M come male

credo che tutto il male fatto torni indietro, credo che non si possa sfuggire al proprio destino, credo che gli errori si paghino. tutti. con calma e con gli interessi. per questo sto male, oggi. però passerà. perchè si deve guardare avanti, comunque. perché colpevolizzarsi va bene per un po’ e soprattutto quando uno è solo. quando hai un piccoletto di tre anni che dipende da te e uno che sta arrivando non puoi stare solo a pentirti e rimuginare, devo guardare avanti, devi essere solare, devi sorridere e infondere fiducia, devi convirceli, uno a parole, l’altro per ora a sensazioni, che la vita vale la pena di essere vissuta comunque. che poi è vero, proprio perché ci sono loro. quindi, rimbocchiamoci le maniche e partiamo e andiamo avanti, da soli, noi, insieme e la salita prima o poi finirà.

immagine tratta dal web

digressione e filosofia a parte, eccomi qui reduce da una quattro giorni nebbiosa ma piacevole, molto England style con té e castagne e pioggia e stivali di gomma, scorrazzate nelle pozzanghere, gite sulla macchinina elettrica e perfino raccolta e preparazione di rape. quattro giorni intensi e riposanti, assurdi, con il babbo di lui a cui non diciamo niente, nonostante la mia pancina a sedici settimane inizi a farsi vedere. quattro giorni con tre notti nel lettone con il piccoletto – e la coperta elettrica. insomma una vera, probabilmente ultima vacanzina in montagna.

poi stamani una piccola arrabbiatura con il piccoletto, dettata più che altro dalla mia tensione e stanchezza, dalla fretta di prepararsi ed uscire e dalla previsione che avrebbe potuto riprendere, dopo 4 giorni, a fare le bizze per non andare all’asilo, mentre poi è stato bravissimo e io mi sono, ancora una volta, sentita cattivissima e pentita amaramente.

poi l’arrivo in ufficio, l’annuncio della gravidanza e la felicità di vedere che chi meno te lo aspetti alla fine ti vuole bene ed è felice per te, al di là del lavoro, delle scadenze, delle sostituzioni di maternità e di tutto il resto. e scoprirsi felici, senza doversi giustificare che non era cercato e programmato e che lui se ne andrà e tutto il resto. senza domande, insomma, ma solo con i sorrisi.

e con questo sorriso voglio ripartire, ora, domani e sempre, perché glielo devo ai miei piccolini, perché non si può mettere al mondo i figli e poi intristirli perchè uno non ha fatto pace con i propri errori.

ps: stasera primo appuntamento con le maestre. a colloquio!!!!

4 pensieri su “M come male

  1. Vedrai che il colloquio andrà benissimo!
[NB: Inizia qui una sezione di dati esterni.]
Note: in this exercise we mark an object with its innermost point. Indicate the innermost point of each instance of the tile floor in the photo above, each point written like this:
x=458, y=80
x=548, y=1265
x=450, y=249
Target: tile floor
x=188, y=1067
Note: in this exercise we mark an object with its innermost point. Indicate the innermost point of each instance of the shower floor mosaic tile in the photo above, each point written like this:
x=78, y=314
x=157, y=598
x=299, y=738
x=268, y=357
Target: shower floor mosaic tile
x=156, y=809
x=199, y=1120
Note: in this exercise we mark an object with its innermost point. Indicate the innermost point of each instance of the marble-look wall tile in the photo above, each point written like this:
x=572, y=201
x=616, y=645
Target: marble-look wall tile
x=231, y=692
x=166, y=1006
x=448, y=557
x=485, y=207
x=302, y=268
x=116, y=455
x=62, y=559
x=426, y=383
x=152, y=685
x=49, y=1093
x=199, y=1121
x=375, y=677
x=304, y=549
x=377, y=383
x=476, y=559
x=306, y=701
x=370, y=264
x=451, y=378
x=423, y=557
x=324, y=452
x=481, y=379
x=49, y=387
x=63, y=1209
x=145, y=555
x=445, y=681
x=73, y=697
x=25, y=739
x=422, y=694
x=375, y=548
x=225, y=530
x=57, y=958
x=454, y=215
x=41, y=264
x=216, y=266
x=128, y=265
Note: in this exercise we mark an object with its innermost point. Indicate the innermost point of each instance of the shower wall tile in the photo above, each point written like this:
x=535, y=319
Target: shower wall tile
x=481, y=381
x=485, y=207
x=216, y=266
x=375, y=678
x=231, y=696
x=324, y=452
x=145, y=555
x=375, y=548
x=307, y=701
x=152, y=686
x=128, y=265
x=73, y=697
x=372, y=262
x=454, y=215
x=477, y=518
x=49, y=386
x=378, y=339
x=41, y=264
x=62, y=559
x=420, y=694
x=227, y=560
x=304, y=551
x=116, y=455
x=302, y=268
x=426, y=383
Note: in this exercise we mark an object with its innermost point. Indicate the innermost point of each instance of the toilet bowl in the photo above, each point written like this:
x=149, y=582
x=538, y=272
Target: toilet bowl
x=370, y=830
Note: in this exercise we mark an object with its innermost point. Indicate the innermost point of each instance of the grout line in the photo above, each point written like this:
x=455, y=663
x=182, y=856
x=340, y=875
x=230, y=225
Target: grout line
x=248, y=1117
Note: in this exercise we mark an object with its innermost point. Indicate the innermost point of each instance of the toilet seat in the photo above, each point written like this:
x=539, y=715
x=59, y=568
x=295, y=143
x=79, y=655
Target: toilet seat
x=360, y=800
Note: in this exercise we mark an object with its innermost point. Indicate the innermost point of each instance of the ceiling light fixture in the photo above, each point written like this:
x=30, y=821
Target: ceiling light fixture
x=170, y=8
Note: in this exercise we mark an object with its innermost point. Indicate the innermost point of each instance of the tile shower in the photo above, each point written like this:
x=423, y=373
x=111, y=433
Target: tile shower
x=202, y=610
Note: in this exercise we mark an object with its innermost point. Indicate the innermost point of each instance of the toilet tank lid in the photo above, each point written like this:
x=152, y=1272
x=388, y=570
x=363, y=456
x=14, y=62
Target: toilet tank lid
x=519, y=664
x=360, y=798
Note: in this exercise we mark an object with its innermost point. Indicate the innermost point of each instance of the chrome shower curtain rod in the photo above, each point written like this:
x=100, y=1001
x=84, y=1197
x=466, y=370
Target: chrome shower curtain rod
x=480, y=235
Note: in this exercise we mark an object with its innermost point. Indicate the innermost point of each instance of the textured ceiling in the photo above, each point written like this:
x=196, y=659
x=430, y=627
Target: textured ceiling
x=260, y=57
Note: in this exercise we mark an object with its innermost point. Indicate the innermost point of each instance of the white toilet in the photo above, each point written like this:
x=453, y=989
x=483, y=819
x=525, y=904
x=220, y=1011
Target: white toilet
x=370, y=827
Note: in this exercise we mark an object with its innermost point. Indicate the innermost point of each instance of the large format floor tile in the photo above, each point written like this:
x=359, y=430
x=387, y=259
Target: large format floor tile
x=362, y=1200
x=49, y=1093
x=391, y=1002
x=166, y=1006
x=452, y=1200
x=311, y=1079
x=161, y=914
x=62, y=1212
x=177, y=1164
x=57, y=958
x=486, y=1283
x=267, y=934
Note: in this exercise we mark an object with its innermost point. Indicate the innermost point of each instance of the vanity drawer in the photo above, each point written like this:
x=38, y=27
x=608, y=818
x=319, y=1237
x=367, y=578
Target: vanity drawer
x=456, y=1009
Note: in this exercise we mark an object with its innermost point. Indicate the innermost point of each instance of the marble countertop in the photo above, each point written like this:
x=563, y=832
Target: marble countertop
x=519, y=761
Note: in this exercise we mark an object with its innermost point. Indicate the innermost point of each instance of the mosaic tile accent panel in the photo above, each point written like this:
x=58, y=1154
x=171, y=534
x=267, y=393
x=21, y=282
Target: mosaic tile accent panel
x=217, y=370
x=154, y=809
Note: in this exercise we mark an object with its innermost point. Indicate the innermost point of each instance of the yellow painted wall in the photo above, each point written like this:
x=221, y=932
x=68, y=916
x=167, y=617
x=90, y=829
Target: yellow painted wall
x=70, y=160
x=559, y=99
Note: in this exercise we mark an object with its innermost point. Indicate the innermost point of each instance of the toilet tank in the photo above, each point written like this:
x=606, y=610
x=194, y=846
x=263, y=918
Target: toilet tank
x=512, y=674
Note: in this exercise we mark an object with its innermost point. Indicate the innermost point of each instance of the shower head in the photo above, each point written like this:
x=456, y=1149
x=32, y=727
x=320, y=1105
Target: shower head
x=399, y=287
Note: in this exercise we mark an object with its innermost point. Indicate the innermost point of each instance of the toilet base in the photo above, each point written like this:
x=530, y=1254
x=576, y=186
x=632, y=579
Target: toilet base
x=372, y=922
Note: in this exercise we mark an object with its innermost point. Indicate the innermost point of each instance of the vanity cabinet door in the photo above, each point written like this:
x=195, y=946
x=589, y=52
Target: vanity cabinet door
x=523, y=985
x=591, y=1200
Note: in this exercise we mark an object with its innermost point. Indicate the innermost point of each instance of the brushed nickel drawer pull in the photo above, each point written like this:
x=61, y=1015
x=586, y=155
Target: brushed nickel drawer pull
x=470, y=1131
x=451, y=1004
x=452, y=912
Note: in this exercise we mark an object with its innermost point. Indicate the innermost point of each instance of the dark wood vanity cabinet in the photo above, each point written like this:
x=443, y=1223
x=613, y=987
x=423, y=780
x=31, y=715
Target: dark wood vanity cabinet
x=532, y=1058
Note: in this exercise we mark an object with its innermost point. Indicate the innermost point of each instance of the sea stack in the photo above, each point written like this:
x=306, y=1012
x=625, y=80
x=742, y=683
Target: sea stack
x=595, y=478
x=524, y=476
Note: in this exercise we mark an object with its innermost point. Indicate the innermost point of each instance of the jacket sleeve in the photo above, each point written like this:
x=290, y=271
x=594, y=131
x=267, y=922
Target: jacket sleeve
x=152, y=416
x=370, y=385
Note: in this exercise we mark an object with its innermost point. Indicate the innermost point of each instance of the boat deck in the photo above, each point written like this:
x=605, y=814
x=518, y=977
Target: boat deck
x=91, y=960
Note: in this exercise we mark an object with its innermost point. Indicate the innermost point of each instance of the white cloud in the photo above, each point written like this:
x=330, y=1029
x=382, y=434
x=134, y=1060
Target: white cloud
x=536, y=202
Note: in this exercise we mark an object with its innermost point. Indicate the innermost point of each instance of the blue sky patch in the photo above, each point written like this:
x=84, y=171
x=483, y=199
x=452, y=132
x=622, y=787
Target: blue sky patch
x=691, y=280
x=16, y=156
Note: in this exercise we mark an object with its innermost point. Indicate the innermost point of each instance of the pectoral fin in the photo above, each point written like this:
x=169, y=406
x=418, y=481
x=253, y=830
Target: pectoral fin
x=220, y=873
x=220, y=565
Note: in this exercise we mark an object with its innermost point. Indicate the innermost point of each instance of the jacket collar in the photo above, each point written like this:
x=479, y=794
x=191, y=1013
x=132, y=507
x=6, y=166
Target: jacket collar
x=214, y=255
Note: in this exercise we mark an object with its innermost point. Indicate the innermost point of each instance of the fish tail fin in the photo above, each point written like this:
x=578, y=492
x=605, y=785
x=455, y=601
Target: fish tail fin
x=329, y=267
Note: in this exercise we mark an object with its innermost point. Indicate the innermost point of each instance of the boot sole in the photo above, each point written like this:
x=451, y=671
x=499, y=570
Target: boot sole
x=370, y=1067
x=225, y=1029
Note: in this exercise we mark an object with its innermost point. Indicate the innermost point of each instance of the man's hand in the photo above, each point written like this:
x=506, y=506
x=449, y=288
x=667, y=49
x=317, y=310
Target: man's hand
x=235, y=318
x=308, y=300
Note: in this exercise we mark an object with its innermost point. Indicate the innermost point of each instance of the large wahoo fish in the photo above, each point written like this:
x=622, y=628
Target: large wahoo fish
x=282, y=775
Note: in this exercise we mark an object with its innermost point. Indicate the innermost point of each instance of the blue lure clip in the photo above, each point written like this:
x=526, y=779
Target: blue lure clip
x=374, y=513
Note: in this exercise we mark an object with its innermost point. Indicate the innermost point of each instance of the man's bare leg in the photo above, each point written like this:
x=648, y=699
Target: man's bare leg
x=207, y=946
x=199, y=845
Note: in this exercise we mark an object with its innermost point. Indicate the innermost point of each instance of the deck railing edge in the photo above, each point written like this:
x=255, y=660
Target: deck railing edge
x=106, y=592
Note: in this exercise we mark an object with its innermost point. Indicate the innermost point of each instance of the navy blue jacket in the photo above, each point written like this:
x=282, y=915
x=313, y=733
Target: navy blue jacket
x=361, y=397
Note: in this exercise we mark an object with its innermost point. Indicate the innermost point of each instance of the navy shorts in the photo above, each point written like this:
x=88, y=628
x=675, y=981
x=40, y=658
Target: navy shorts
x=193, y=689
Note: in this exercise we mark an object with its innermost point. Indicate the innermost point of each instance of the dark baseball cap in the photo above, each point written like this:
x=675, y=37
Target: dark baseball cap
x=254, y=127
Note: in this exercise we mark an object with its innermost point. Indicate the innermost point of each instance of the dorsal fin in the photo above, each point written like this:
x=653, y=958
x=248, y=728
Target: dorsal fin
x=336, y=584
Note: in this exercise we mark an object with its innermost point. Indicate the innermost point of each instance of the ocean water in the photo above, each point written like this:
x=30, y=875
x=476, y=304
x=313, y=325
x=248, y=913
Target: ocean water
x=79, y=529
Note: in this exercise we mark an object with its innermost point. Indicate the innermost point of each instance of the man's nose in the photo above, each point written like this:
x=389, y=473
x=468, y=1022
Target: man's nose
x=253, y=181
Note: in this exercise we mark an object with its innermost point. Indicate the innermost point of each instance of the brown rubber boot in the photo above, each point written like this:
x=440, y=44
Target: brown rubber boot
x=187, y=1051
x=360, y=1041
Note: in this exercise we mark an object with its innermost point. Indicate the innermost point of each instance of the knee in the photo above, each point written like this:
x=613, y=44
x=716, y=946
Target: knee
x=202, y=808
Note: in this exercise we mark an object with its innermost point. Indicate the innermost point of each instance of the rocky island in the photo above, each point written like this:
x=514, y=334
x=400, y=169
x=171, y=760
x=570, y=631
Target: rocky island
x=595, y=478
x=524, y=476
Toccante questo post, come del resto tutti gli altri. Ti ammiro, davvero. Ammiro la tua forza ma anche il tuo coraggio e la tua lucidità. Spero con tutto il cuore che il babbo si ravveda e torni da te e dai tuoi piccoletti.

  2. Io mi chiedo come possa stare con voi sapendo che è una cosa “a termine”… o magari non se ne andrà mai e le sue sono solo minacce a vuoto? Ma TU, che cosa vuoi adesso da lui? che resti o che vada?